The focus of this studentship project will be on the development and implementation of new models of morphological evolution within phylogenetic and divergence dating analyses. In particular, existing models make no account of the contingent relations and correlations that are known to exist among characters. In an approach akin to the development of empirical amino acid substitution models, the student will first analyse divers
e empirical datasets and both the theoretical and practical relationships among characters. They will then develop the existing likelihood model to accommodate the general qualities of empirical data and evaluate performance using a simulation approach. The model will be refined and used in the analysis of empirical datasets chosen to address high profile controversies in evolutionary biology.

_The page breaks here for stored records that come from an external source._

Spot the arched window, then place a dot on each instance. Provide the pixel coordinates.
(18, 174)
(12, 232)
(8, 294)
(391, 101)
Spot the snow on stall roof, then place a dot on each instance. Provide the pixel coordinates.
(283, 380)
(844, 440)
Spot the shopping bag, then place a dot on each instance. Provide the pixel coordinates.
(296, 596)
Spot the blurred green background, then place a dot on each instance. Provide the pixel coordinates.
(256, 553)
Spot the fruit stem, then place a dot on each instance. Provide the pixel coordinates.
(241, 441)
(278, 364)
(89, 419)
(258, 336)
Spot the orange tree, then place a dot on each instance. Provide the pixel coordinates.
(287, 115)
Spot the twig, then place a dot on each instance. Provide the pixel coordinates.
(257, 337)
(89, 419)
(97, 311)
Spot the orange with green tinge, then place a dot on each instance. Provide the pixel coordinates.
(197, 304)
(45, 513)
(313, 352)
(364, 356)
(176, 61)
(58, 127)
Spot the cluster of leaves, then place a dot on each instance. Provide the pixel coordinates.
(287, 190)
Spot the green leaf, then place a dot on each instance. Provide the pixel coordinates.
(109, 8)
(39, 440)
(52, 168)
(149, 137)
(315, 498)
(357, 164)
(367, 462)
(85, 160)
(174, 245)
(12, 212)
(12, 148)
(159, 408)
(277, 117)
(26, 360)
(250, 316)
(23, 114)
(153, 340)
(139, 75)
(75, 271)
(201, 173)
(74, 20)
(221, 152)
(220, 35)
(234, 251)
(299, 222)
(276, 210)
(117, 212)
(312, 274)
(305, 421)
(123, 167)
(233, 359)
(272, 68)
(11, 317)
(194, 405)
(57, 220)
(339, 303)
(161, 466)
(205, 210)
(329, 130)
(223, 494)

Ultimately, model development is crucial not only to the establishment of timescales for studying evolutionary history. Models of morphological trait evolution, such as models of drift in landmark coordinate in bones, are mathematically the same as those used to deal with trait evolution in viruses, such as drift models of geographical coordinates of virus spread, or flux in the patient’s CD4 count, where sampling dates act as calibrations. Thus, the models developed and training gained through this research project have much broader potential.
This is a unique opportunity for a talented palaeobiologist, comparative anatomist, computational or molecular biologist, to work within an established collaborative team that includes expertise in the development of Bayesian molecular clock methods, in the implementation of morphological data into molecular clock analyses, as well as in the nature of palaeontological, morphological, molecular and phylogenetic data.